The way you give your mother the cheek when she goes for the mouth.
The necessary retirement of her once irrefutable “Because I said so.”
The time she smelled your winter cap to make sure your hair still grew the same way.
The nights she wakes in terror, mistaking dreams of your death for premonitions of the same.
The hesitant way her hand waves each time she sends you off into the freeway world.
The grey in her hair: how much of it was your doing?
That her back gave out, but she paid off your braces instead of ever standing comfortably again.
Her promise to never ask you for grandchildren.
That you were a bossy kid and a mean pre-teen. That she never publicly doubted that those qualities were merely phaseal.
That upper inner thigh freckle that she knows you have but that you yourself have never seen.
The chameleon blue that her eyes handed down to yours.

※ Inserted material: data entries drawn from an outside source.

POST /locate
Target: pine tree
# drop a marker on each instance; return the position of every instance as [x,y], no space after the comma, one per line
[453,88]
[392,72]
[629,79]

The way she lies in bed, no longer with a little you curled up in the crook of her knees.
The Christmases she and your father gift-wrapped in months worth of check stubs. The string-lit tree made of money that they didn't have.
That there are rapists and murderers and bad cops and good liars; that her baby girl lives among them.
The respect she had for you, even when you were half her size, even after you grew tall enough to look down on her.
That you and your brother came from her and that she came from you two, too.
The rules she didn't enforce. The way she trusted you to be a smart kid in a stupid world.
How she looks at you like you could disappear at any second and change everything.